The increase in consumer needs for fresh products with subsequent increase in street vending of minimally processed fruits is increasingly offering challenges to both health of consumers and local authorities as there is no proper control in this informal sector. Poor hygiene practices therefore, coupled with low standards of environmental and personal hygiene, improper handling of food, improper storage occur with street foods raising health concerns such as foodborne illnesses (Kariuki, 2012).

In Nairobi Central Ward the street food industry plays an important role where it feeds millions of people daily with a wide variety of foods that are relatively cheap and easily accessible. In the markets and bus stations, a wide variety of fruits that offer cheap snacks are sold. Due to increased demand for resources coupled the

unlimited and unregulated growth, there has been a severe strain on city resources such as water, sewage systems, and interference with city plans through congestion and littering. Street food vendors are usually unlicensed blocking vehicle and pedestrian traffic (Muinde & Kuria, 2005; Monica, 2011). This raises concern with respect to their potential for serious food poisoning outbreaks and exposure of the sliced fruits to flies, dust and other disease causing agents.

Few studies have been done in this context and especially in determining the hygiene and safety of minimally processed ready-to-eat fruits in Nairobi central ward which also hosts the CBD.

            Justification

Fruits are increasingly becoming important dietaries in Kenya, and are assumed to be safe and healthier for consumption because they are mildly handled. In Nairobi, they are found to be sold in many areas where people operate like in the markets, stalls and side-roads. However, the hygienic preparation and microbial contamination of these products are not well established.

The need for this study arose from lack of information on fruit microbial contamination levels, and food hygiene practices. There is also general lack of knowledge about the microbiological status or the precise epidemiological significance of minimally processed fruits, and therefore was necessary to carry out research in order to highlight the health implications of consuming such ready-to-eat fruits, and recommend any necessary interventions that could be adopted by the relevant bodies or authorities in improvement of hygiene of street vended fruits.

            Research questions

  1. What is the food hygiene knowledge and hygiene practices of the fruit vendors?
    1. What are the hygienic conditions of the fruit preparation and vending environment?
    1. What is the microbial status of minimally processed fruits?

            Hypothesis

Minimally processed fruits sold as street foods are not prepared and vended under hygienic conditions and therefore are a threat of microbial contamination

            Main objective

To assess the hygiene and status of microbial contamination, of minimally processed fruits sold as street foods in Nairobi.

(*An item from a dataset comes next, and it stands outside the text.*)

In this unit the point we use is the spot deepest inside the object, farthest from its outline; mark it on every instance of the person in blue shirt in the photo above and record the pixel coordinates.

            Specific objectives

  1. To establish food hygiene knowledge and practices of the fruit vendors
  • To determine the hygiene conditions of the fruit preparation and vending environment
    • To determine the microbial status of minimally processed fruits.

            Conceptual framework

Figure 1.1 is a model that elaborates on factors that can affect hygiene and safety of fruits in public places and inter relates the major variables involved in this study. The dependent variable is fruit safety and quality while the independent variables are environmental factors such as hygiene and physical condition of the fruit vending

environment; personal factors such as fruit hygiene knowledge and practice; and physiological factors such as microbial contamination.

Food safety is the assurance that food will not cause harm to the consumer when it is prepared and eaten according to its intended use (WHO/FAO 2012). Food borne illnesses that occur can therefore be as a result of microbial contamination during harvesting, transporting, packaging or distribution and also as a result of poor handling by the workers, or use of dirty equipment. Fruits can easily be contaminated either by the host who in this case could be the food handler or the consumer; microorganisms from production to consumption and the environment which includes factors such as temperature, humidity, air pollution, water etc.